4 ways Your new Products Can Delight Customers
Photo by Andrea Piacquadio

As a new product executive, are you ever frustrated with some of the new product ideas your teams uncover? If so, the solution to your problem is to make sure your new product teams understand the following 4 ways your new products can delight buyers. Or put another way the 4 kinds of problems that customers will pay to solve.

The goal of any business is to make more money – now and in the future.  So all of these problems are related to making more money.  Consumer products are a different challenge which we will touch on in the fourth.

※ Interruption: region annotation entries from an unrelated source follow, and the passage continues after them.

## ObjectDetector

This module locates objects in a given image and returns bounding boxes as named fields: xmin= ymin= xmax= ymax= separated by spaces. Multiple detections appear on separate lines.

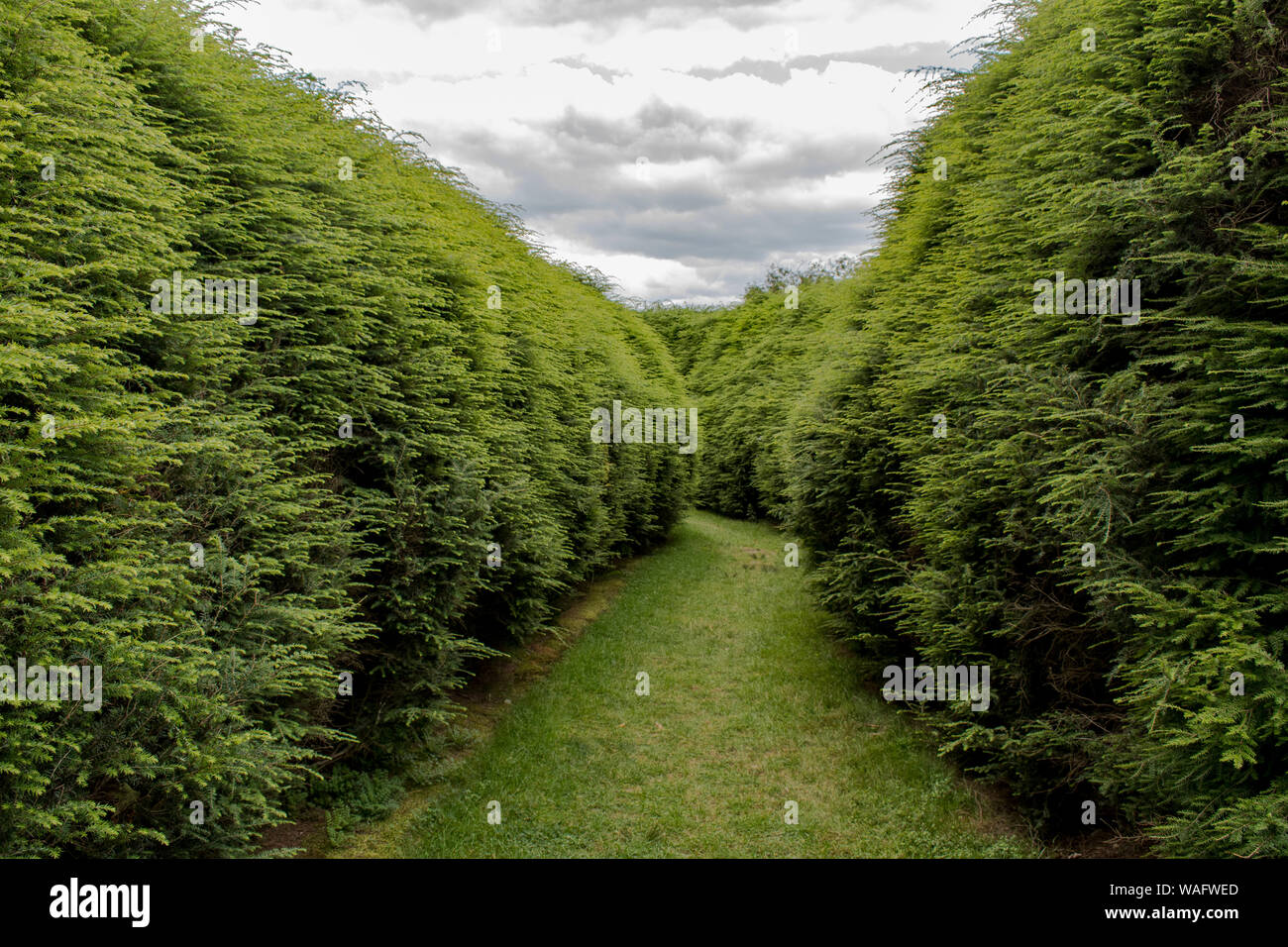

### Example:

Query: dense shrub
xmin=660 ymin=0 xmax=1288 ymax=856
xmin=0 ymin=0 xmax=690 ymax=856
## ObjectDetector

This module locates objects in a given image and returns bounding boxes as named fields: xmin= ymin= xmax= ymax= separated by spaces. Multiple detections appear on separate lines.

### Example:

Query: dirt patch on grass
xmin=259 ymin=557 xmax=641 ymax=858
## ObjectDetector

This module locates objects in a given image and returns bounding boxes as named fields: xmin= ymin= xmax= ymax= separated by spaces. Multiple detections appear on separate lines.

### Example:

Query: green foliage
xmin=662 ymin=0 xmax=1288 ymax=856
xmin=0 ymin=0 xmax=690 ymax=856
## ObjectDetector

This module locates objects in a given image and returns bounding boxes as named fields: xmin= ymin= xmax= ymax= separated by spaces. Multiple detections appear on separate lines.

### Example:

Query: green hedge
xmin=675 ymin=0 xmax=1288 ymax=856
xmin=0 ymin=0 xmax=691 ymax=856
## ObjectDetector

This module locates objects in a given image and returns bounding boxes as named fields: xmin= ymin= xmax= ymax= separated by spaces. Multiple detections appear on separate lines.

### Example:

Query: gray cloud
xmin=382 ymin=0 xmax=782 ymax=29
xmin=422 ymin=102 xmax=885 ymax=297
xmin=686 ymin=43 xmax=974 ymax=85
xmin=551 ymin=55 xmax=630 ymax=85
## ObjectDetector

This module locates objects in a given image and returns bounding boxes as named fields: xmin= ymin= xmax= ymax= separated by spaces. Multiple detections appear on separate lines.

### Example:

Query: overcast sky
xmin=220 ymin=0 xmax=989 ymax=301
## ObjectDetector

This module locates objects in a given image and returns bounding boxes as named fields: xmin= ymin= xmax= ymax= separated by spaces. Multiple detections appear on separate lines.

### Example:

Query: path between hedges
xmin=330 ymin=514 xmax=1037 ymax=857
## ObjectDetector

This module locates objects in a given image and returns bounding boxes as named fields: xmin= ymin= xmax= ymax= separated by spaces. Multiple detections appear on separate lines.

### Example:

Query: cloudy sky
xmin=220 ymin=0 xmax=991 ymax=301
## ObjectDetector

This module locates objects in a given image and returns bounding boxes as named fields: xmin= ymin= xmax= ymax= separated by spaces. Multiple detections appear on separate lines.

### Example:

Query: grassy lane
xmin=335 ymin=514 xmax=1035 ymax=857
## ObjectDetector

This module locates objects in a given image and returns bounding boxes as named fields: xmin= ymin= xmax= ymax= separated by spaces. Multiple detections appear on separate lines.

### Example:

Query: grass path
xmin=332 ymin=514 xmax=1037 ymax=858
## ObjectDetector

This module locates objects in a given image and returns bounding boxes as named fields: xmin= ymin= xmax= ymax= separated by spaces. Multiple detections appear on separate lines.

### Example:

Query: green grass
xmin=334 ymin=514 xmax=1037 ymax=858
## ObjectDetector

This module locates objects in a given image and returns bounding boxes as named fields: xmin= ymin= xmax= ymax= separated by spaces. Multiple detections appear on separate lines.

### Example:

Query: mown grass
xmin=334 ymin=514 xmax=1037 ymax=858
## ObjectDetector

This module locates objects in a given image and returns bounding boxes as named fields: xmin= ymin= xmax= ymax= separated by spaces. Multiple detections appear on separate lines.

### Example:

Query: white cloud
xmin=223 ymin=0 xmax=987 ymax=300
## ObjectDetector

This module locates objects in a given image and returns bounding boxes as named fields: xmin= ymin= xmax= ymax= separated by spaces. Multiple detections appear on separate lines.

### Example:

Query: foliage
xmin=0 ymin=0 xmax=690 ymax=856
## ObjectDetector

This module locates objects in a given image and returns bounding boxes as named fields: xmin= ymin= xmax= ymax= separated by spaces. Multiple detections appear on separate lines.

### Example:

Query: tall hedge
xmin=0 ymin=0 xmax=691 ymax=856
xmin=671 ymin=0 xmax=1288 ymax=856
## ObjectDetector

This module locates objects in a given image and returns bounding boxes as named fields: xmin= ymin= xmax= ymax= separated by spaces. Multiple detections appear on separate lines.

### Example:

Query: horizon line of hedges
xmin=652 ymin=0 xmax=1288 ymax=856
xmin=0 ymin=0 xmax=691 ymax=857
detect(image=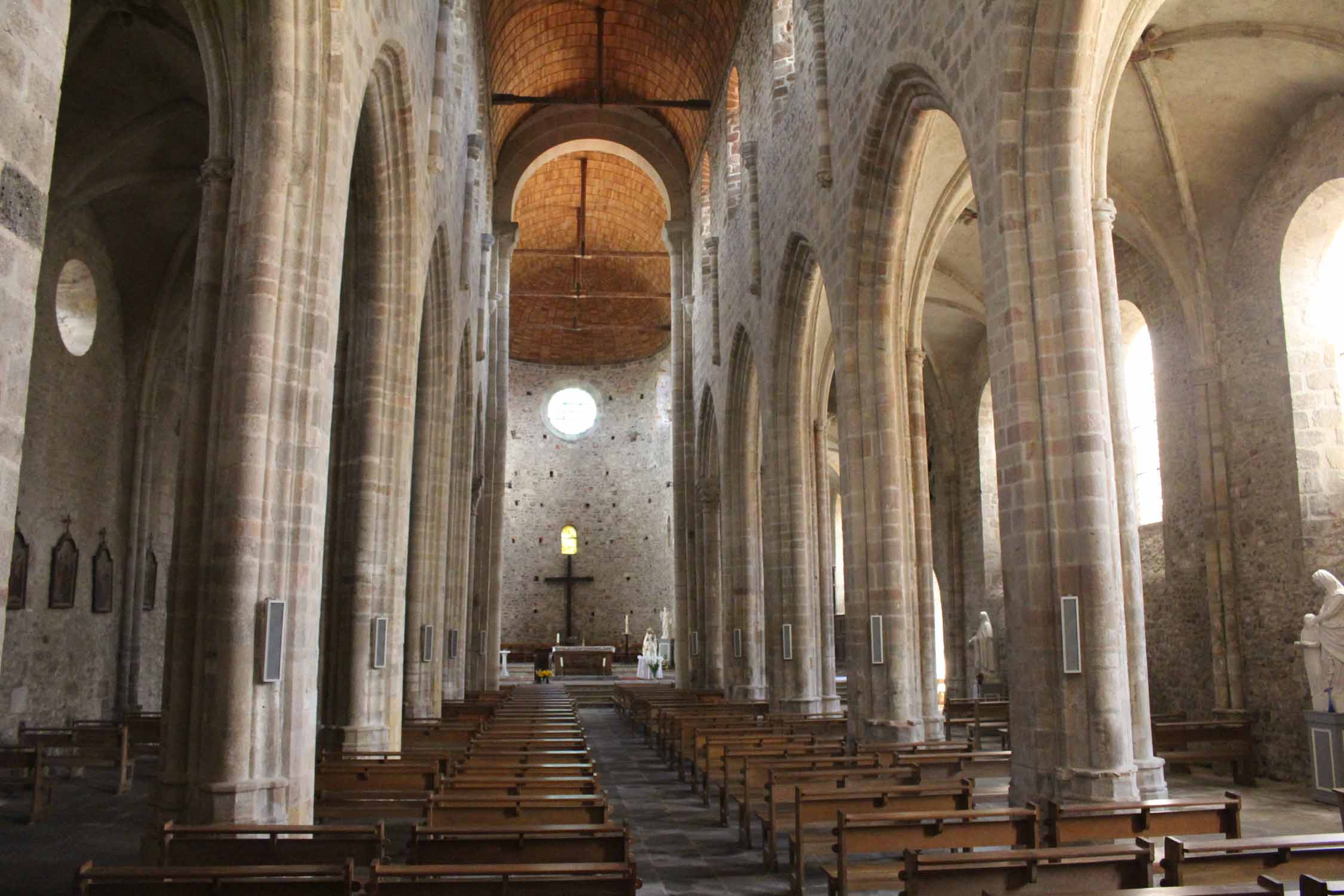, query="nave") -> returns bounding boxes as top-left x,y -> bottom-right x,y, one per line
0,685 -> 1344,896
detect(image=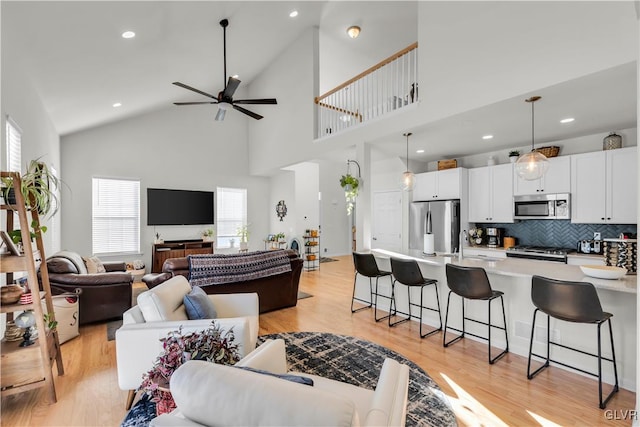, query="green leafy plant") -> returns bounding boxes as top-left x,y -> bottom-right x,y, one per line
1,159 -> 63,217
340,174 -> 360,215
139,320 -> 240,403
8,220 -> 47,243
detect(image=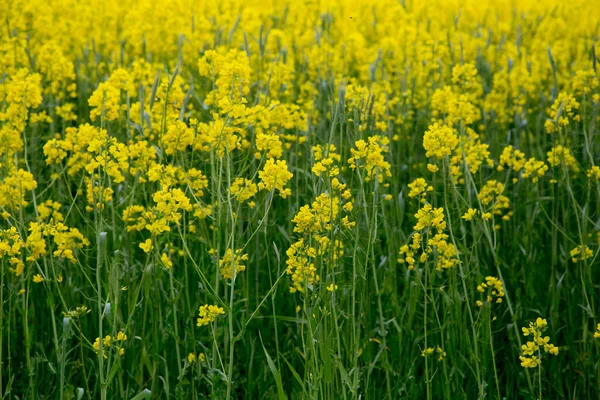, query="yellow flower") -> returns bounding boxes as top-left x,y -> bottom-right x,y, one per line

#1 Enable Them to Produce & Sell More

Look for problems that customers in your market are having that prevent them from producing and selling more. If your customer cannot produce enough to meet demand, is there some way you can help them produce more?  It doesn’t have to be true for their entire business – maybe only one SKU or production line.

Similarly, don’t underestimate the value of helping them innovate as far as their product line. If they are struggling to enter new markets or solve new problems for their customers, is there anything your technology could do to help them be more successful? Gorilla glass commanded a huge margin advantage over traditional screen glass by enabling larger screen sizes without the risk of breakage.

On the flip side, are they having problems selling more of what they do have the capacity to produce? Companies buy CRM systems because they believe they will increase sales.

#2 Free-Up Investment

It’s a real problem for businesses to have working capital tied up in inventory. Is there anything you can do to help them reduce inventory in either raw materials, work in process, or finished goods? The value here is an immediate bump in cash flow. Something any CFO can get behind. And once they have your solution they will be hesitant to change as that will require investing more in working capital.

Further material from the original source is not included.